Die staatliche Fischerprüfung und damit auch die Pflicht dazu kam dann (in Bayern) 1970. Die alte Sportfischerprüfung galt dann nicht mehr, aber man galt als  "Altfischer" (hieß tatsächlich so) und war von der staatlichen Fischerprüfung befreit. Diese holte ich allerdings später mal nach.

Petri Heil

Lajos


----------



## Fantastic Fishing (18. Februar 2017)

*AW: Angelschein*

Mit 8 Jahren den kleinen Angelschein, gefischt auf alle Weißfische im See. Plötzen und Rotfedern waren Meist die Ausbeute, ein kleiner Satzkarpfen ist mir mal an die Pose gegangen.

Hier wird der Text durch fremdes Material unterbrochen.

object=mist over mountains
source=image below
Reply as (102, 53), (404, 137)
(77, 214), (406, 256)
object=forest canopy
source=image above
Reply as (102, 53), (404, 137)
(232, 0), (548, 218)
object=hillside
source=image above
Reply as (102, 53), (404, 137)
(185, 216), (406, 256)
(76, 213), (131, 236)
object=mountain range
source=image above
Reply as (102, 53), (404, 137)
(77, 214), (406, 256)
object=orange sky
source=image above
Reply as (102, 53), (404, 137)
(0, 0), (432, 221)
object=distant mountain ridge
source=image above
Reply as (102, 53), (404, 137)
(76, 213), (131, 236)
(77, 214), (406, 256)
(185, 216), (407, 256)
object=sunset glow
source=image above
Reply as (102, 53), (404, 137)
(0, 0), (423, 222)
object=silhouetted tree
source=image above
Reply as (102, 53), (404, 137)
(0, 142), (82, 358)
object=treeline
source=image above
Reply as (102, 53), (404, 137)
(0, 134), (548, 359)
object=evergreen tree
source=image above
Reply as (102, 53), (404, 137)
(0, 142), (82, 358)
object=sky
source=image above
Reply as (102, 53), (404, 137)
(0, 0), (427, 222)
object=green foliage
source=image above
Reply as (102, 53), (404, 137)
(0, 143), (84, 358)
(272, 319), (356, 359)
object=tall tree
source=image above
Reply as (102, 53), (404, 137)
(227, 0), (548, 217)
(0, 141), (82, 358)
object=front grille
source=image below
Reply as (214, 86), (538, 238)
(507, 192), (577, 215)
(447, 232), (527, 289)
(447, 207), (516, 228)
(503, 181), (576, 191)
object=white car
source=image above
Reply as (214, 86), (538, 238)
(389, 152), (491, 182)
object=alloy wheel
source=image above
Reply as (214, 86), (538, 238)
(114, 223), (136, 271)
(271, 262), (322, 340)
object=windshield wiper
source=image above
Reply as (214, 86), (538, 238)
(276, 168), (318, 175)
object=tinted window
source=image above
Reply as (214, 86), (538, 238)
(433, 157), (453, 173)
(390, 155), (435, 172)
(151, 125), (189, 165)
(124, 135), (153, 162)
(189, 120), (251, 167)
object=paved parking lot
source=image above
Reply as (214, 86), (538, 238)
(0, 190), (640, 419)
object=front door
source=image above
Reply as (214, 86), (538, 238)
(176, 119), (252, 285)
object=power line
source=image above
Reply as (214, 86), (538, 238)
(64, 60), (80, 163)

1 Jahr Später dann Zeitungsartikel inklusive Graskarpfen 13 Kilo an meiner Touristenrute mit Fertigteig Erdbeer Rot für 5 D-Mark damals. Man waren das sorglose Zeiten.


----------



## ronram (18. Februar 2017)

*AW: Angelschein*

Mit 13 und der nette Mensch bei der Stadt hat mir meinen Schein dann auch tatsächlich vor der Vollendung meines 14. Lebensjahres ausgestellt. Sehr nett! Eigentlich hätte ich bis zu meinem 14. Geburtstag warten müssen, aber das kölsche Original auf dem Amt meinte (sinngemäß): Dä Jung hätt de Prüfung bestonden, da kann er och angelle jon.

Zum Anfang habe ich viel mit Maden an der Posenmontage und der Feederrute geangelt (so wie die 3,5 Jahre vorher auch...). Da hatte ich schnellen Erfolg und umso mehr Spaß. |wavey:


----------



## nobbi1962 (18. Februar 2017)

*AW: Angelschein*



Michael.S schrieb:


> 1974 mit 14 , war damals noch gar keine Pflicht , ich meine jetzt die Sportfischerprüfung , in der Stammkneipe meines Vaters war so ein Lehrgang und er hat mich da gleich mal angemeldet


Moin Moin,
muß bei mir dann ja so ca. 1975-76 sein.

Stimmt war noch garkeine Pficht..........haben den Angelschein so bekommen.

Sportfischerschein sah bei mir grün aus......größe so Postkartenformat.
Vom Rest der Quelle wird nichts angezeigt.